Bovendien heeft het verdrag van Lissabon de bestaande basiswaarden uitgebreid met dubbelzinnige (Dt. vieldeutige) waarden zoals "rechtvaardigheid" en "solidariteit". Zulke begrippen tooien elk partijprogramma. Als basiswaarden van het EU-verdrag bieden ze het Hof van Justitie echter de mogelijkheid, zich met de binnenlandse en sociale aangelegenheden van de lidstaten te bemoeien en beslissingen te nemen waarvoor eigenlijk de nationale parlementen bevoegd zijn. Zal het Hof van Justitie bijvoorbeeld een nationale regeling onwettig verklaren die de managerlonen beperkt – omdat dat "onrechtvaardig" is? Of net omgekeerd: zal het beslissen dat het niet beperken van managerlonen een inbreuk tegen de basiswaarden is?

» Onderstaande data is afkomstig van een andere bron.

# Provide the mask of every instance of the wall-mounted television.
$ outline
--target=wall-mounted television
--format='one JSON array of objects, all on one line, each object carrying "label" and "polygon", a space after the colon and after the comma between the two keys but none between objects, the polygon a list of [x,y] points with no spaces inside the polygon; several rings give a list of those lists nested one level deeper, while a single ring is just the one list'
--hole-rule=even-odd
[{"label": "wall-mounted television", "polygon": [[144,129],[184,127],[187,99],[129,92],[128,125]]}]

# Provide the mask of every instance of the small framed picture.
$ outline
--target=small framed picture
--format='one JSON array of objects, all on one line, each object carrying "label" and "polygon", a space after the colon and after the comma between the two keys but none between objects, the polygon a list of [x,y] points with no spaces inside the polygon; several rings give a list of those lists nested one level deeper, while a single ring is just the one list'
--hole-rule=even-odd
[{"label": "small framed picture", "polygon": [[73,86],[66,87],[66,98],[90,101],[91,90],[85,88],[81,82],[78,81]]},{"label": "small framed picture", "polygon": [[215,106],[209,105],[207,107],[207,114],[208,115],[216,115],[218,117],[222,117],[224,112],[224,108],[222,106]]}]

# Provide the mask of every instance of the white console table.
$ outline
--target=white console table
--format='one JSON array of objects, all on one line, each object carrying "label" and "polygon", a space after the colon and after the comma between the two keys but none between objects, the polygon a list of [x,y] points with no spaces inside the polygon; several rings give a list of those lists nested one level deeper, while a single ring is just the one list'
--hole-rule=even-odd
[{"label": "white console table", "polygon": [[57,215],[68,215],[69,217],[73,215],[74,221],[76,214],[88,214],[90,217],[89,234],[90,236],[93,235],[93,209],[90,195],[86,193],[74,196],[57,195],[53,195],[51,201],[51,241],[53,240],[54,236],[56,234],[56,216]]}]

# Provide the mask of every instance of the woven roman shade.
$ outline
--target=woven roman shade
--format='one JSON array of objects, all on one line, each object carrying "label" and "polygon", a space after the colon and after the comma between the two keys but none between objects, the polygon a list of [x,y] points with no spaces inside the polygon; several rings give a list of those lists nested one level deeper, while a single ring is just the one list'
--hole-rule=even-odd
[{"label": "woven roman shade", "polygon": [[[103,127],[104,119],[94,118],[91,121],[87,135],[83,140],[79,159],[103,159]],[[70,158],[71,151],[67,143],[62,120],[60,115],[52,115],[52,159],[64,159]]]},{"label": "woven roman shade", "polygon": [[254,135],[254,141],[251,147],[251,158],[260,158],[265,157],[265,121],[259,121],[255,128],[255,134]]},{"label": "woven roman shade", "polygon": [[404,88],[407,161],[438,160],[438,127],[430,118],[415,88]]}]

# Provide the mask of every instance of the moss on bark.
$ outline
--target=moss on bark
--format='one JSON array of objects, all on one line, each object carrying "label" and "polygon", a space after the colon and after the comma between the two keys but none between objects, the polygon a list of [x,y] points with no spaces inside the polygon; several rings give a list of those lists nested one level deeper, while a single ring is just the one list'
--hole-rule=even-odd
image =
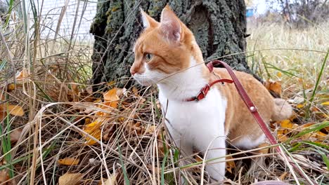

Vandaag kan niemand dat weten. Na vijf decennia van jurisprudentie weten we wel dat het Europees Hof van Justitie elke gelegenheid te baat genomen heeft om zijn invloed op het nationale recht te vergroten.

Van zulke gevaren was tijdens de parlementaire debatten over het verdrag geen sprake. Nu blijkt echter dat het verdrag van Lissabon de nationale grondwetten degradeert tot de status die in Duitsland de grondwetten van de deelstaten tegenover de federale grondwet hebben. Het Duits Grondwettelijk Hof verliest zijn macht ook op die gebieden die louter met Duitse aangelegenheden te maken hebben. Dat was wellicht niet de bedoeling van de landen die het verdrag uitwerkten, maar het is wel een gevolg. De Duitse regering heeft nu nog de mogelijkheid om dit effect door een volkenrechtelijk voorbehoud te verhinderen. Doet ze dat niet, dan zou het zestigste jubileum van de Duitse grondwet dat we dit jaar vieren wel eens het laatste kunnen zijn. Want in de toekomst zal de grondwet nog slechts als een deelstaatgrondwet voortbestaan, als een grondwet van de tweede rang.

(1) Waarschijnlijk verwijst "dafür" (daarvoor) in de Duitse tekst naar "economische aangelegenheden".